# Set options
options(scipen = 999)
# Libraries
library(readr)
library(dplyr)
library(ggplot2)
library(forcats)
library(scales)
library(broom)
# Set theme for the plots
theme_set(
new = theme_light()
)
# Read csv file
dat <- read_csv("https://raw.githubusercontent.com/GeorgeOrfanos/Data-Sets/refs/heads/main/gender_pay_gap.csv")Gender Pay Gap
Introduction
In this case study, we investigate any potential differences in pay between male and female employees, using data visualization and statistical analysis. The gender pay gap, a prevalent social concern, retains significant attention within organizational contexts, particularly in the area of Human Resources.

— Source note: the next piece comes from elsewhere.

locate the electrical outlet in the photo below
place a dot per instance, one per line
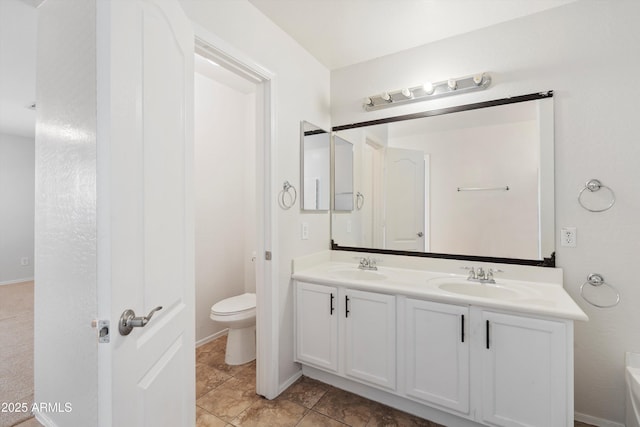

Our investigation is facilitated by the Glassdoor Gender Pay Gap Dataset, a comprehensive repository of salary data sourced from Glassdoor. This data set provides insights into the earnings of individuals across various occupational roles in the business world, such as IT and data science roles. With the use of the programming language R, our aim is to examine the extent of wage disparities between male and female counterparts occupying analogous positions within the workforce.

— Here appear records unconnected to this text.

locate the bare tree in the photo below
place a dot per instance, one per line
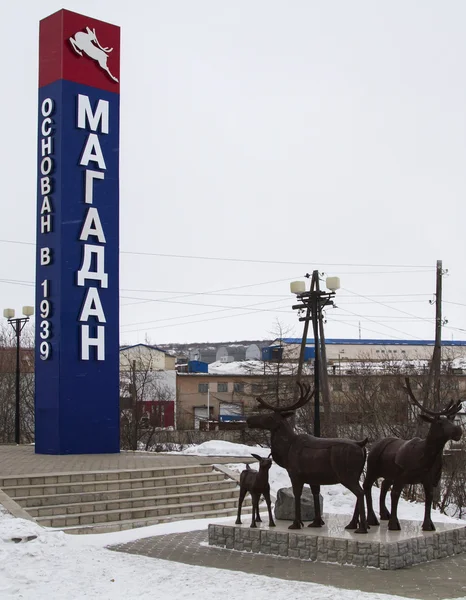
(8, 385)
(141, 384)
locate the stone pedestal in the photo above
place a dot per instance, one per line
(285, 509)
(380, 548)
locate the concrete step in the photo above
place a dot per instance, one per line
(134, 523)
(29, 502)
(74, 477)
(80, 487)
(135, 514)
(77, 508)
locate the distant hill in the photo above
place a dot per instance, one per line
(207, 351)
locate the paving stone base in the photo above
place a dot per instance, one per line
(380, 548)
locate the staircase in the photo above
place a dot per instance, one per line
(99, 502)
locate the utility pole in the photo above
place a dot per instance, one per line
(314, 301)
(435, 366)
(135, 405)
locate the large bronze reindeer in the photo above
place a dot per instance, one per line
(312, 460)
(417, 460)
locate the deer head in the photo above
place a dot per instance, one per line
(264, 462)
(278, 416)
(442, 426)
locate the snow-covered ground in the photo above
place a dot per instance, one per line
(55, 566)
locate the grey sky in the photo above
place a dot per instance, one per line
(331, 134)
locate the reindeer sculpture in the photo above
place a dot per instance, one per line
(312, 460)
(89, 44)
(410, 461)
(257, 484)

This case study is divided into four main parts. In the first part, we show how we import the data set in R and have the first glance into the data set. In the second part, we utilize exploratory data analysis with the help of graphs and charts to see if any patterns pop out. In the third part, we create a statistical model using linear regression to examine any potential association between salary and gender. In the final part, we state our conclusions and provide the R code that can provide the conclusions of a statistical model automatically, given that data set and settings are set in a specific way.

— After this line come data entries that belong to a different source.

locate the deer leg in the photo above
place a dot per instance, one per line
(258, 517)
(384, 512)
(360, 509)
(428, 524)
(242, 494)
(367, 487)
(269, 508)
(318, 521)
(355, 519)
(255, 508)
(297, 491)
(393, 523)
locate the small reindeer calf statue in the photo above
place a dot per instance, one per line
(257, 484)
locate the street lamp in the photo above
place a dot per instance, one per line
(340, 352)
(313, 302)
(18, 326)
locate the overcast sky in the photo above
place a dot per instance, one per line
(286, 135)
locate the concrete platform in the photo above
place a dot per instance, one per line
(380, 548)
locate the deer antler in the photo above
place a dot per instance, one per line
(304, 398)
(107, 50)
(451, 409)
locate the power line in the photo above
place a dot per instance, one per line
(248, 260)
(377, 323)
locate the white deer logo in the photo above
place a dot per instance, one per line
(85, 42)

Libraries and Importing Data
Let’s begin by importing the data set mentioned in the previous section. We can download the data set from Glassdoor Gender Pay Gap Dataset and save it locally in CSV format. After the download is complete, we can import the file in R. In this report, we import the data set directly from GitHub using the code below. Additionally, we load the readr, dplyr , ggplot2, forcats, scales and broom packages, which offer functions to import and handle the data set very efficiently and make our analysis in a simpler way.
Now that we have imported the data set, let’s check the first 6 rows of this data frame (or table).
| JobTitle | Gender | Age | PerfEval | Education | Dept | Seniority | BasePay | Bonus |
|---|---|---|---|---|---|---|---|---|
| Graphic Designer | Female | 18 | 5 | College | Operations | 2 | 42363 | 9938 |
| Software Engineer | Male | 21 | 5 | College | Management | 5 | 108476 | 11128 |
| Warehouse Associate | Female | 19 | 4 | PhD | Administration | 5 | 90208 | 9268 |
| Software Engineer | Male | 20 | 5 | Masters | Sales | 4 | 108080 | 10154 |
| Graphic Designer | Male | 26 | 5 | Masters | Engineering | 5 | 99464 | 9319 |
| IT | Female | 20 | 5 | PhD | Operations | 4 | 70890 | 10126 |
The data set consists of 1000 rows (or observations) and 9 columns. Although the headers give already a clear description, here is an additional one in case is needed:
- JobTitle: Job Title
- Gender: Male or female
- Age: Age
- PerfEval: Performance evaluation (values from 1 to 5)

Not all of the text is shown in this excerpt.